Le texte de cette page a été corrigé et est conforme au fac-similé.


LES PARIAS
LEGENDE

Sous le vieil Aureng-Zeb, à Bénarès la Sainte,
Dans l’immonde quartier construit hors de l’enceinte,
Où pullulent, sans même un dieu qui leur soit cher,
Les parias impurs qui mangent de la chair,
Deux enfans au visage innocent, au cœur chaste,
Mais qui, marqués du type exécré de leur caste,
Plus que les chiens lépreux par tous étaient chassés,
S’aimaient de tout leur cœur et s’étaient fiancés.

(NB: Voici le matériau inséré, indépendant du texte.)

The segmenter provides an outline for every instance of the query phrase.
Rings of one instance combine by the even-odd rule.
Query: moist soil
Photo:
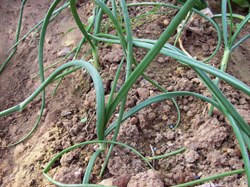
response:
[[[5,55],[5,52],[15,41],[20,3],[17,0],[0,2],[0,65],[7,59],[8,55]],[[211,2],[210,5],[214,12],[218,12],[216,3],[217,1]],[[21,37],[44,18],[50,4],[49,0],[27,1],[24,7]],[[78,13],[86,25],[94,6],[91,1],[78,4]],[[137,6],[129,7],[128,10],[132,18],[152,8]],[[158,39],[168,22],[171,21],[171,17],[176,14],[173,9],[160,8],[160,10],[167,14],[155,14],[148,17],[150,18],[148,21],[132,28],[133,36]],[[244,9],[235,11],[241,14],[247,13]],[[104,15],[103,23],[105,22],[107,22],[107,17]],[[64,9],[49,24],[43,52],[44,67],[59,61],[65,55],[62,52],[78,45],[82,38],[78,29],[65,34],[73,27],[76,27],[76,24],[69,8]],[[186,51],[201,61],[210,56],[217,45],[216,30],[209,24],[205,27],[206,30],[208,31],[206,34],[199,35],[187,29],[181,37]],[[249,30],[250,26],[245,26],[240,37],[249,34]],[[35,31],[18,45],[16,54],[0,75],[1,111],[25,100],[41,84],[39,77],[34,78],[39,73],[39,33],[36,34]],[[115,34],[115,30],[110,28],[108,33]],[[169,43],[173,44],[174,39],[171,38]],[[89,49],[88,45],[84,45],[77,59],[83,57]],[[147,50],[140,48],[134,48],[133,52],[137,62],[140,62],[147,54]],[[227,73],[248,86],[250,86],[249,54],[250,42],[247,40],[232,52],[227,68]],[[223,47],[207,63],[219,68],[222,55]],[[84,60],[89,61],[91,58],[91,55],[87,55]],[[103,79],[105,98],[108,98],[110,94],[113,79],[122,58],[123,52],[120,45],[99,44],[99,59],[102,65],[100,74]],[[45,71],[45,78],[56,67],[71,59],[72,56],[69,56],[60,64]],[[116,93],[124,83],[125,69],[124,65],[116,86]],[[192,91],[212,97],[192,69],[169,57],[158,55],[146,69],[145,74],[169,92]],[[214,76],[209,76],[214,79]],[[91,77],[83,70],[65,76],[54,97],[51,98],[56,85],[57,82],[54,82],[45,89],[46,101],[43,116],[34,133],[16,146],[0,148],[1,187],[52,187],[54,185],[42,173],[52,158],[72,145],[96,140],[96,101]],[[219,88],[250,124],[249,97],[224,81],[220,81]],[[160,93],[162,92],[159,89],[140,77],[129,91],[126,111]],[[185,96],[175,98],[175,100],[181,111],[181,121],[175,130],[172,131],[171,128],[177,122],[177,110],[172,100],[166,100],[154,103],[124,121],[117,141],[135,148],[146,157],[167,154],[185,147],[184,152],[151,162],[155,172],[131,150],[115,146],[103,178],[99,179],[98,174],[106,153],[96,160],[90,182],[99,183],[103,179],[110,179],[113,185],[119,186],[172,186],[244,168],[233,129],[218,110],[215,109],[210,117],[208,116],[209,105],[200,99]],[[39,117],[41,101],[40,94],[21,113],[15,112],[0,118],[0,145],[13,144],[32,130]],[[119,108],[116,109],[109,124],[117,119],[118,113]],[[87,121],[81,122],[84,118],[87,118]],[[107,140],[111,139],[112,133],[107,137]],[[88,161],[97,148],[98,145],[91,144],[65,153],[53,164],[48,174],[62,183],[81,183]],[[222,186],[247,186],[246,181],[245,174],[237,174],[212,182]]]

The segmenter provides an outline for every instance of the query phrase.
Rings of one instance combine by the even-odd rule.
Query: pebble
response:
[[[139,122],[138,118],[132,117],[131,123],[137,124]]]
[[[140,98],[145,98],[149,96],[149,89],[147,88],[138,88],[137,92]]]
[[[149,113],[148,116],[147,116],[147,119],[149,121],[152,121],[156,118],[156,114],[155,113]]]
[[[113,180],[112,185],[118,187],[127,187],[127,184],[130,181],[131,177],[132,176],[130,174],[122,174],[120,177]]]
[[[88,101],[84,101],[84,105],[85,105],[86,107],[90,107],[90,103],[89,103]]]
[[[59,51],[59,52],[57,53],[57,56],[58,56],[58,57],[64,57],[64,56],[66,56],[67,54],[69,54],[70,51],[71,51],[71,49],[70,49],[69,47],[64,47],[61,51]]]
[[[165,20],[163,21],[163,24],[166,25],[166,26],[168,26],[168,25],[169,25],[169,21],[168,21],[167,19],[165,19]]]
[[[61,116],[65,117],[65,116],[70,115],[70,114],[72,114],[72,112],[67,109],[67,110],[62,111]]]
[[[42,161],[42,160],[44,160],[44,156],[42,153],[40,153],[39,155],[37,155],[36,161]]]
[[[184,110],[185,112],[187,112],[187,111],[189,110],[189,107],[188,107],[188,106],[184,106],[184,107],[183,107],[183,110]]]
[[[157,155],[159,155],[159,154],[161,154],[161,151],[160,151],[159,149],[157,149],[157,150],[155,151],[155,153],[156,153]]]
[[[207,43],[203,43],[201,47],[202,47],[202,50],[205,52],[209,51],[209,49],[210,49],[210,47]]]

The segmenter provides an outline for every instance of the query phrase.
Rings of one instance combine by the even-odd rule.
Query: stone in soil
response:
[[[164,183],[160,180],[160,176],[157,171],[152,169],[147,172],[138,173],[133,176],[129,181],[127,187],[164,187]]]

Que le dernier çoudra de ces foules sans nombre
Se crût souillé d’avoir mis le pied dans leur ombre,
Qu’ils fussent les plus vils au-dessous des plus vils,
Puisqu’ils pouvaient s’aimer, à peine y songeaient-ils.
Pauvres et nus, cherchant à grand’peine leur vie,
Ils ne connaissaient pas la colère et l’envie ;
Et le guerrier mahratte au drapeau triomphant,
Ni le riche nabab qui, sur son éléphant,
Fume à l’ombre d’un dais, les jambes accroupies,
Et rêve au monceau d’or de ses lacks de roupies,
Ni le brahmane altier que fait riche et puissant
Une idole aux vingt bras peinte en couleur de sang
Et qui, dans le secret des pagodes fermées,
Voit se tordre à ses pieds les danseuses pâmées,
Ni même l’orgueilleux descendant de Timour,
Ne leur semblaient heureux, n’ayant pas leur amour.